A US college gridiron star was recovering in a hospital on Tuesday after seven hours of emergency surgery following a weightlifting accident at the University of Southern California.
USC Trojan running back Stafon Johnson was listed in stable condition on Tuesday after having his throat crushed by a weight bar on Monday.
The 21-year-old was on his back doing a series of bench presses in the gym when the bar slipped out of his hands and landed on his neck.
PHOTO: AFP
Johnson, who leads the Trojans in touchdowns with five, was spitting up blood through his mouth and nose and was rushed to California Hospital Medical Center for surgery.
Dr Gudata Hinika said Johnson’s athletic build helped him survive the ordeal.
“Had that been any one of us, meaning me, we would have not survived,” Hinika told ESPN television. “His neck was so solid, so muscular ... and the discipline that one learns from being athletic also really helped him to calm down and just do what he needed to do.
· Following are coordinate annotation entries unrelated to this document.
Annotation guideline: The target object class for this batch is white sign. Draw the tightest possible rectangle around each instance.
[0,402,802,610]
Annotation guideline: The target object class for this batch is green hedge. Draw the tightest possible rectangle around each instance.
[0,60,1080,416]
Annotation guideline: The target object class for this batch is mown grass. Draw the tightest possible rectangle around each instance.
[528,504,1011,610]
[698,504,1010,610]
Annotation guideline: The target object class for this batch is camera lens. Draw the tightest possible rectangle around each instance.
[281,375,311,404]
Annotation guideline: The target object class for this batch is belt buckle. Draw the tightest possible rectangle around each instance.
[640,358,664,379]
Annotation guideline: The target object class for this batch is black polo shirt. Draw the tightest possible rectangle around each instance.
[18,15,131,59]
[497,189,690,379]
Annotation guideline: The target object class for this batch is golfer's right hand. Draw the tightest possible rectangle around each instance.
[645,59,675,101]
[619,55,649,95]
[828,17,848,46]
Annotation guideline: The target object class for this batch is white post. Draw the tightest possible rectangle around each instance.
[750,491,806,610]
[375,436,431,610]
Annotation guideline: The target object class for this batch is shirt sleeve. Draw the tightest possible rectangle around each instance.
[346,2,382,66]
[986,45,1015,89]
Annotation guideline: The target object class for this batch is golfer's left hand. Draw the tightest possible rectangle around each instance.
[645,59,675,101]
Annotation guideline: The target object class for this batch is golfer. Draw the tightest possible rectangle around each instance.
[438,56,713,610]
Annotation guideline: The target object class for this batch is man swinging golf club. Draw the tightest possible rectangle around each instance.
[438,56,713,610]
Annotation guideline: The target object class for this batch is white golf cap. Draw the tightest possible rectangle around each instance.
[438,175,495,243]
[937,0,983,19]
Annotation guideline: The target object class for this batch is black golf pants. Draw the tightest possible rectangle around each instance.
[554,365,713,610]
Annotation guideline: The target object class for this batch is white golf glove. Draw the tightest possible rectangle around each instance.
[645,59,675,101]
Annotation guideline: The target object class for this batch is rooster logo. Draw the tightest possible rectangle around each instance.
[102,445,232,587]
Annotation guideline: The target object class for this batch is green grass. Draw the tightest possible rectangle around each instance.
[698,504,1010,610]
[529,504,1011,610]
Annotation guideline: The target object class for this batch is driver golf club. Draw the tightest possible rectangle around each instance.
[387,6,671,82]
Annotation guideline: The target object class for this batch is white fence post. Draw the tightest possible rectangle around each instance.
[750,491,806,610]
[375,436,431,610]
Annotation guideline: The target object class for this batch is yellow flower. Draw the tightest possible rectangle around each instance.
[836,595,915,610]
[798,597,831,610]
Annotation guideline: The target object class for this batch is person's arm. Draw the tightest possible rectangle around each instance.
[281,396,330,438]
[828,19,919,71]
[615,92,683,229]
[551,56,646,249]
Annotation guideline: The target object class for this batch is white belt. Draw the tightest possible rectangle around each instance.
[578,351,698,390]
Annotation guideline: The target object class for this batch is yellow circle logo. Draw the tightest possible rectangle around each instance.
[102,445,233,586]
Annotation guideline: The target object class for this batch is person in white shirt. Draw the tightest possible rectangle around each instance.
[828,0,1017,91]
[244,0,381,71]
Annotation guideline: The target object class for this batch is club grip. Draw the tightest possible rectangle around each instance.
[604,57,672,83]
“He took instruction very well,” Hinika said. “All this combination and his physical fitness contributed to his outcome.”
Johnson will have to undergo extensive therapy to try and get his speech back.
USC head coach Pete Carroll told the Los Angeles Times that doctors told him that Johnson would be able to play football again, but probably not for the Trojans. Johnson, who has carried the ball 32 times for 157 yards this season, is in his senior year of college.
“This guy is an expert lifter,” Carroll said. “He just lost control of the bar on his first rep of his last set and dropped on him.”
Johnson’s complex surgery involved realigning his larynx.
“None of us really think about what’s going on in your throat,” Carroll said. “But from the things that control speech and breathing and digestion and all of the different issues, everything got affected to some extent. So it’s hard to imagine what the doctors were working with to try to get everything back and reconstructed the way it needs to be.”